National Institute of Animal Health (NIAH)

Topics in Animal Health Research 2010

06. Ultrasensitive detection of bovine PrPSc and detailed distribution of PrPSc in BSE-affected cattle


  Prions, infectious agents associated with prion diseases such as bovine spongiform encephalopathy (BSE) in cattle, are primarily comprised of PrPSc, a protease-resistant misfolded isoform of the cellular prion protein PrPC. Protein misfolding cyclic amplification (PMCA) is a highly sensitive technique used to detect minute amounts of scrapie PrPSc. However, the current PMCA technique has been unsuccessful in achieving good amplification in cattle.
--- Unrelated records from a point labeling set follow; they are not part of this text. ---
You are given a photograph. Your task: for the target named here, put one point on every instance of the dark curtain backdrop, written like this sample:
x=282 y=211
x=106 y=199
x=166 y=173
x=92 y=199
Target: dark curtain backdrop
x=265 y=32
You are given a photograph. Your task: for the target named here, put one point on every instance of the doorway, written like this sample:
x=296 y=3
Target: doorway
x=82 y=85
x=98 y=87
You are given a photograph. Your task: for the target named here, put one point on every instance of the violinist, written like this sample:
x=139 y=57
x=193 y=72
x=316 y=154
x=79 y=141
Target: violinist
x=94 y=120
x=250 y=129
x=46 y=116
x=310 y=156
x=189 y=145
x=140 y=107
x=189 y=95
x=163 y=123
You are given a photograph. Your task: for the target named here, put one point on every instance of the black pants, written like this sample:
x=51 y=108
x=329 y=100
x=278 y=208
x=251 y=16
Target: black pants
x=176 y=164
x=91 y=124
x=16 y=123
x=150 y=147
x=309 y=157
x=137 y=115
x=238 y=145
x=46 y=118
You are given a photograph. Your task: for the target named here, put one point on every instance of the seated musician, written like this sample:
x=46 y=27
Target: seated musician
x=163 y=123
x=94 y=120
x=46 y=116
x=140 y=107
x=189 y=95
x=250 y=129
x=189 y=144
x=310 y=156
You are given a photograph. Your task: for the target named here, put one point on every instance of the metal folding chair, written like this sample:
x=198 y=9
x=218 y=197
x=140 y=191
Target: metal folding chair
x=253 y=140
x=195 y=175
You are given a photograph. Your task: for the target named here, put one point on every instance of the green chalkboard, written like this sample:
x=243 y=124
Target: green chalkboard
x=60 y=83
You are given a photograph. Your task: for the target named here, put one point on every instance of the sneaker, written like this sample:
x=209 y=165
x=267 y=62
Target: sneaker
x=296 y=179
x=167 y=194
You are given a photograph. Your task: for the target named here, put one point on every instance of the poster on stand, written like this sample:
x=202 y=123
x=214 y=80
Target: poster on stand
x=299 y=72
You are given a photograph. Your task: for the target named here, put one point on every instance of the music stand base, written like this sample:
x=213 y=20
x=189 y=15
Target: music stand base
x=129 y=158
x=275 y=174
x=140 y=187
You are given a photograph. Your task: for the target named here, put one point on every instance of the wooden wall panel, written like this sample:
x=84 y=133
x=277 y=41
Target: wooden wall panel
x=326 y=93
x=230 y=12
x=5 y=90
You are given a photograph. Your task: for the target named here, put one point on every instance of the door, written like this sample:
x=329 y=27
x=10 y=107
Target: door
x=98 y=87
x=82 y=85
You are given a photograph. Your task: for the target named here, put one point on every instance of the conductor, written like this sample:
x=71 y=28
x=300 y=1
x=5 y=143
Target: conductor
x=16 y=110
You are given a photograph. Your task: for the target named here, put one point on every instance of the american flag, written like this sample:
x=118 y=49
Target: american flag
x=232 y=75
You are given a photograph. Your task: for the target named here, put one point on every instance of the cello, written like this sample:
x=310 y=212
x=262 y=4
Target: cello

The detailed distribution of PrPSc in BSE-affected cattle therefore remains unknown. We report that PrPSc derived from BSE-affected cattle can be amplified ultra-efficiently by PMCA in the presence of sulfated dextran compounds. This method is capable of amplifying very small amounts of PrPSc from the saliva, palatine tonsils, lymph nodes, ileocecal region, and muscular tissues of BSE-affected cattle. Individual differences in the distribution of PrPSc in spleen and cerebrospinal fluid samples were observed in terminal-stage animals. However, the presence of PrPSc in blood was not substantiated in the BSE-affected cattle examined. The finding that PrPSc could be amplified in the saliva of an asymptomatic animal suggests a potential usefulness of this technique for BSE diagnosis. This highly sensitive method also has other practical applications, including safety evaluation or safety assurance of products and by-products manufactured from bovine source materials.